I was curious what premises lead to this conclusion, and whether there are ways to exhibit non-measurable sets, for example with less conventional axioms such as anti foundation.
In non-well-founded set theory, sets can EXIST not found in well-founded set theory. But can it also EXHIBIT some well-founded sets which are found in well-founded set theory but cannot be exhibited in well-founded theories?
The issue seems to stem from the ambiguity of "exhibit," so let me first try to pin that down.
Under reasonable hypotheses there is a model $M$ of ZFC such that:
$M$ thinks there is a non-measurable set of reals (this is for free, since $M$ satisfies ZFC), but
Every parameter-freely definable set of reals in $M$ is measurable - more precisely, for each formula $\varphi(x)$ in the language of set theory such that $M$ thinks there is exactly one set of reals satisfying $\varphi$, we have that $M$ thinks that that set is measurable.
In particular, under these reasonable hypotheses there is no formula $\varphi$ such that ZFC proves "$\varphi$ defines a unique set of reals and that set is non-measurable." Moreover, by upgrading those hypotheses we can make $M$ a model of any large cardinal axiom I'm aware of.
Now what about a theory of the form ZFC$^-$ + $A$, where $A$ is some antifoundation axiom (e.g. Aczel's $AFA$)?
The answer, in every instance I'm aware of, is that nothing changes - and this is a consequence of the definability arguments we use to establish the consistency of such a theory.

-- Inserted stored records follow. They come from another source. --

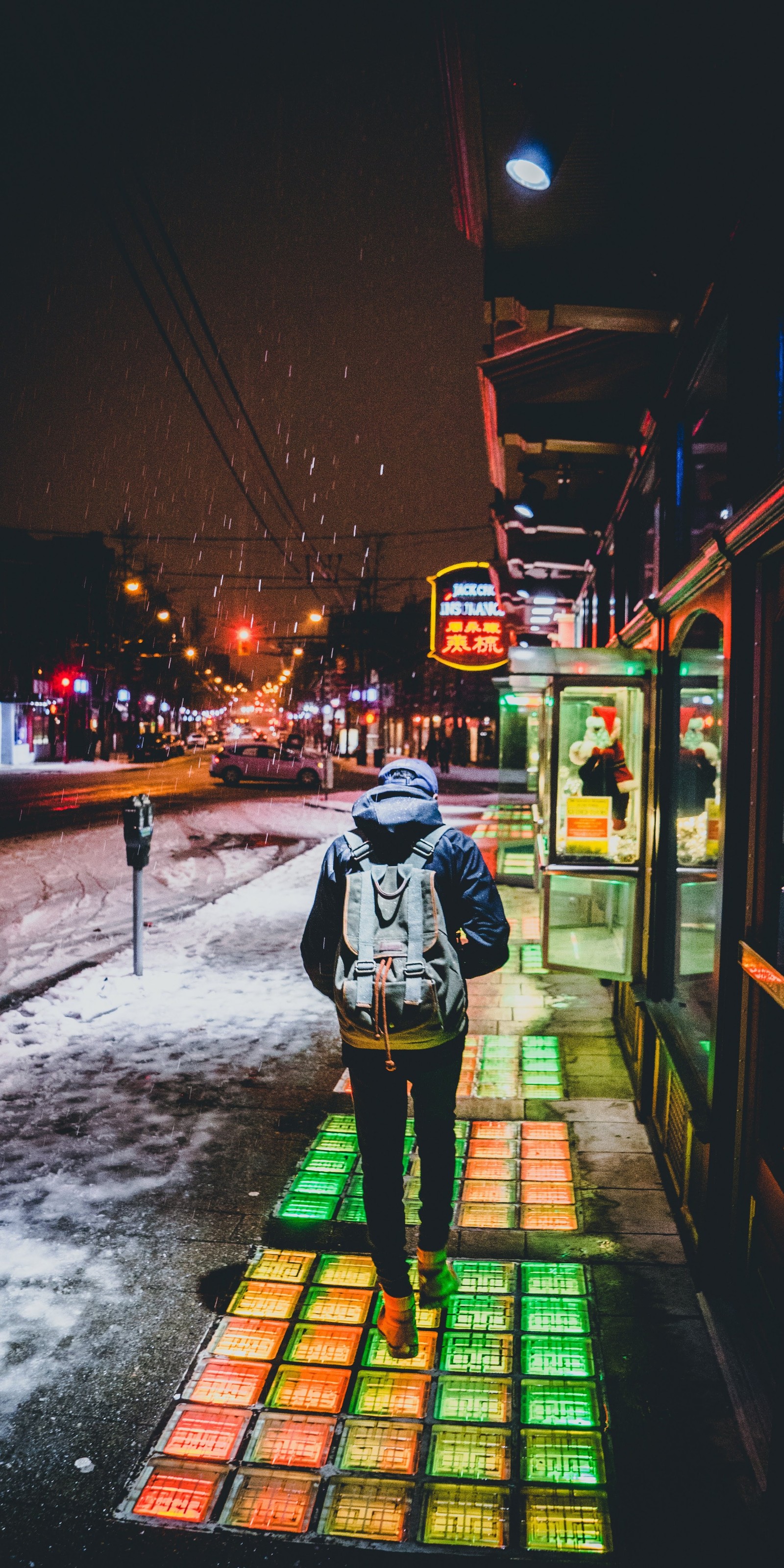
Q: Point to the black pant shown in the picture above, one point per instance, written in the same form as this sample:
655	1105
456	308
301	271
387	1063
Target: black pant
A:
380	1107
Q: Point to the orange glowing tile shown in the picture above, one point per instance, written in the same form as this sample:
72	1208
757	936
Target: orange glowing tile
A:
543	1131
557	1192
325	1305
182	1494
490	1192
479	1169
270	1501
545	1217
310	1388
546	1170
291	1440
276	1264
266	1299
200	1432
248	1338
223	1382
323	1345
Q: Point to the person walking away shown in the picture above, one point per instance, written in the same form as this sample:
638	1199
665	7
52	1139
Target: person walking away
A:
404	915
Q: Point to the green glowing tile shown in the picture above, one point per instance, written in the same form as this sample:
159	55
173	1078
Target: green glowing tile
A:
474	1399
566	1521
465	1517
390	1446
559	1404
319	1183
474	1452
482	1354
556	1355
554	1280
485	1277
378	1355
561	1316
570	1459
353	1209
349	1269
306	1206
482	1313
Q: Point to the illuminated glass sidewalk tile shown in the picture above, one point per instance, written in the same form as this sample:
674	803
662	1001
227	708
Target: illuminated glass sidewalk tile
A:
465	1517
546	1170
391	1395
264	1299
485	1277
548	1217
545	1315
310	1390
474	1452
248	1338
482	1313
559	1194
378	1355
272	1501
554	1280
484	1354
474	1399
273	1263
566	1521
308	1206
571	1459
370	1511
479	1169
345	1269
557	1355
490	1192
333	1305
488	1216
323	1345
391	1446
559	1404
291	1440
221	1382
204	1432
179	1494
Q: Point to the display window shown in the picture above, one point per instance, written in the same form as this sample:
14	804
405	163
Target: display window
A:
600	774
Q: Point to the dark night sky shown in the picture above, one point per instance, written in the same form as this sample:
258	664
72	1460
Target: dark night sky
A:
300	169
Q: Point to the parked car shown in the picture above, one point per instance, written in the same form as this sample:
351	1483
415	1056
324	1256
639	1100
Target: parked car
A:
242	760
157	749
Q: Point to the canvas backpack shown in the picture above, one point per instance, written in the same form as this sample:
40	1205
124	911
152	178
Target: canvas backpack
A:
397	980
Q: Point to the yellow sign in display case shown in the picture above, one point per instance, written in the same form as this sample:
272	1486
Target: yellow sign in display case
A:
593	761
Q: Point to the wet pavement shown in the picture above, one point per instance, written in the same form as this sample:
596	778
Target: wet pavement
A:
149	1131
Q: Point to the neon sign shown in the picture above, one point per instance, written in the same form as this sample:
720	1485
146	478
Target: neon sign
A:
466	623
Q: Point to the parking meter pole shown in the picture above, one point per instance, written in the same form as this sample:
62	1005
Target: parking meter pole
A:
139	923
137	829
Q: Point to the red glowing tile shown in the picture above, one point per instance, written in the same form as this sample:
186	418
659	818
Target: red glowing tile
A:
323	1345
310	1388
248	1338
543	1217
181	1494
270	1501
223	1382
266	1299
200	1432
548	1192
291	1440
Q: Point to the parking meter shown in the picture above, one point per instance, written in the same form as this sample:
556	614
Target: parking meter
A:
137	830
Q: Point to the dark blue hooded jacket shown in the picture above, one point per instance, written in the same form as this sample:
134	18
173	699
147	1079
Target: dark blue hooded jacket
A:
392	821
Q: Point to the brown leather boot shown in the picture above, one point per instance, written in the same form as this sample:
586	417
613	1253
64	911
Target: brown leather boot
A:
397	1323
437	1278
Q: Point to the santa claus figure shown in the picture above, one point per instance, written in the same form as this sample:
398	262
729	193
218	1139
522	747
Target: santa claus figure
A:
698	767
601	762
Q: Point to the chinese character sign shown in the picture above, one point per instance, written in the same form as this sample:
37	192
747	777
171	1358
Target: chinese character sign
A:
466	623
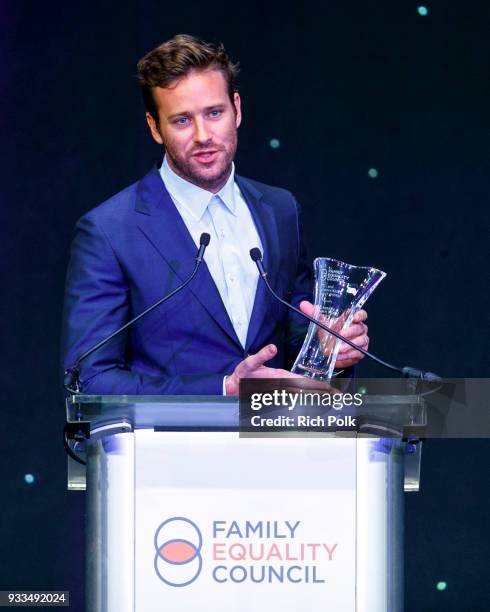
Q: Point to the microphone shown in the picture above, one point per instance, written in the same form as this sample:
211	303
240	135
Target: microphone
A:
407	372
71	378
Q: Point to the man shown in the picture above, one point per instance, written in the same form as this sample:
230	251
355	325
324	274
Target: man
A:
141	244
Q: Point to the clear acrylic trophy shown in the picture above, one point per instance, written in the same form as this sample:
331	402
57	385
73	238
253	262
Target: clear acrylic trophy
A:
341	290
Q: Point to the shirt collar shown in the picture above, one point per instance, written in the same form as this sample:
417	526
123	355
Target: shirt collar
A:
193	198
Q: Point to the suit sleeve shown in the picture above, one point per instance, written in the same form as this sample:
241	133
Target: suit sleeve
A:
96	304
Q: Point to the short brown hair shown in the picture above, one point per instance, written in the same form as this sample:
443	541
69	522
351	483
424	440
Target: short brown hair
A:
175	59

Specifically, in every case I'm aware of we prove the consistency of ZFC$^-$ + $A$ relative to that of ZFC (perhaps plus some large cardinaly hypothesis $*$) by showing how any model $N$ of ZFC (+ $*$) "definably interprets" a model $N'$ of ZFC$^-$ + $A$, and we get for free (looking at this interpretation) that $WF(N')$ (= the well-founded part of $N'$) is isomorphic to $N$ definably in $N$. The result is that any parameter-freely-definable-in-$N'$ subset of $WF(N')$ is already parameter-freely definable in $WF(N')$ - and since measurability is calculated in the well-founded part, putting all this together we get that a parameter-freely-definable non-measurable set in $N'$ yields (indeed, "is") a parameter-freely definable non-measurable set in $N$.